La situation semble s'être clarifiée, pour certains du moins, mais je vais jeter un nouveau pavé dans la mare… Selon Bescherelle, les deux constructions n'ont pas tout à fait le même sens ! En effet (c'est moi qui graisse et souligne) :


> [_aimer mieux … que …_] se dit quand il s’agit d’une préférence de *goût* : _J’aime mieux danser que chanter_ ; [_aimer mieux … que de …_] quand il s’agit d’une  préférence de *volonté* : _J’aime  mieux lui pardonner que  de le réduire au  désespoir_.


Je ne crois pas que je souscrive vraiment à la différence que fait Bescherelle, mais quoi qu'il en soit, aucune des deux constructions ne me choque vraiment dans l'exemple qui nous occupe.


----------



## itka

[...]
Je suis désolée, mais je persiste à dire que ce *d'* n'a pas de raison d'être : il n'apporte ni ne modifie rien au sens de la phrase.
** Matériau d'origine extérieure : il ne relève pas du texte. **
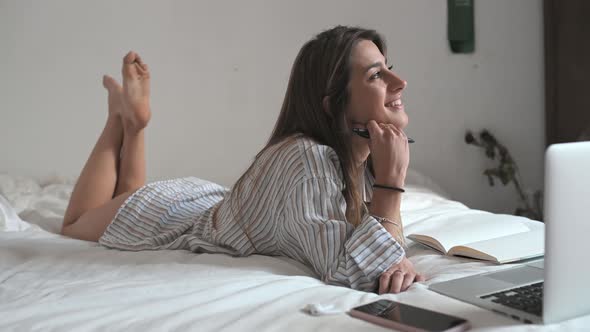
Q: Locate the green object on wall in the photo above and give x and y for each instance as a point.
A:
(460, 21)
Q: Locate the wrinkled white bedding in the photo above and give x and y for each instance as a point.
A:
(52, 283)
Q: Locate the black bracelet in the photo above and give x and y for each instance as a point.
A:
(388, 187)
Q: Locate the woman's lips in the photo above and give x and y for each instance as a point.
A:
(395, 104)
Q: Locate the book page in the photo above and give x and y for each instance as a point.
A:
(473, 227)
(509, 248)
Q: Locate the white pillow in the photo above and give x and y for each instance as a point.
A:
(9, 220)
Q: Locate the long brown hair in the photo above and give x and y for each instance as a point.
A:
(322, 69)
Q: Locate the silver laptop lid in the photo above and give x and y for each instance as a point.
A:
(567, 230)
On peut l'ajouter ou le supprimer sans rien changer à la compréhension. 

D'après Bescherelle, il y aurait une différence de sens, ce qui éclaire autrement la question, mais personnellement, je ne ressens pas cette différence et je doute fortement que ceux qui emploient cette particule le fassent pour exprimer quelque chose.
C'est à vous de dire si vous faites une différence de sens entre ces deux phrases :
_J'aime mieux être orphelin que d'être mort_
_J'aime mieux être orphelin qu'être mort_
Moi, je n'en fais pas.


----------



## Nicomon

itka said:


> C'est à vous de dire si vous faites une différence de sens entre ces deux phrases :
> _J'aime mieux être orphelin que d'être mort
> J'aime mieux être orphelin qu'être mort_
> Moi, je n'en fais pas.



Salut itka,

Un différence de *sens*... non. Je n'en fais pas non plus.
Mais une différence de *son*... oui.  Je trouve ce d' agaçant.

Et je pense comme toi que ce *d'/de * - que la BDL dit « facultatif » (voir lien donné par Geostan, au post #11) - est ma foi... superfétatoire.


----------



## janpol

Grevisse évoque l'emploi de ce "de" dans un paragraphe intitulé : "DE s'emploie comme outil grammatical ou cheville syntaxique facultativement devant l'infinitif employé comme second terme de comparaison..." puis il mentionne la différence de sens notée par Bescherelle.
Cette différence ferait donc de cette préposition une cheville syntaxique plutôt qu'un outil grammatical (car dans un rôle d'"outil", elle serait plutôt agrammaticale) mais, dans ce cas, on peut s'étonner de l'aspect facultatif de cet emploi : si ce "de" sert à exprimer autre chose, sa présence devrait être absolument proscrite lorsque l'on veut exprimer une préférence de goût et absolument obligatoire lorsque l'on veut montrer une préférene de volonté. L'ennui, c'est que personne n'a évoqué cette différence de sens depuis l'ouverture du fil. Quand Maître Capello l'a fait, il a immédiatement précisé (j'espère que je ne trahis pas sa pensée) qu'il ne croyait pas souscrire lui-même à cette idée (que personne ne défend). 
Beaucoup de flou, donc. Un rôle de "cheville syntaxique... facultative"... dont personne n'a entendu parler. On ne doit pas être loin de l'inutilité dont parle Itka.


----------



## Grop

Quant à moi, j'aime bien ce _de_ facultatif (même si j'ai douté qu'il soit correct). Je crois que je l'utilisais déjà dans un contexte peu formel, de toute façon.


----------



## quinoa

Something comes to my mind.
In Old French, there are three structures for the verb "aimer" :

aimer +infinitive (the most common nowadays)
aimer à + infinitive (still in use)
aimer de + infinitive (extinct)

So "aimer mieux .... que *de* ...." could be the remains of this structure. Things could appear more logical.


----------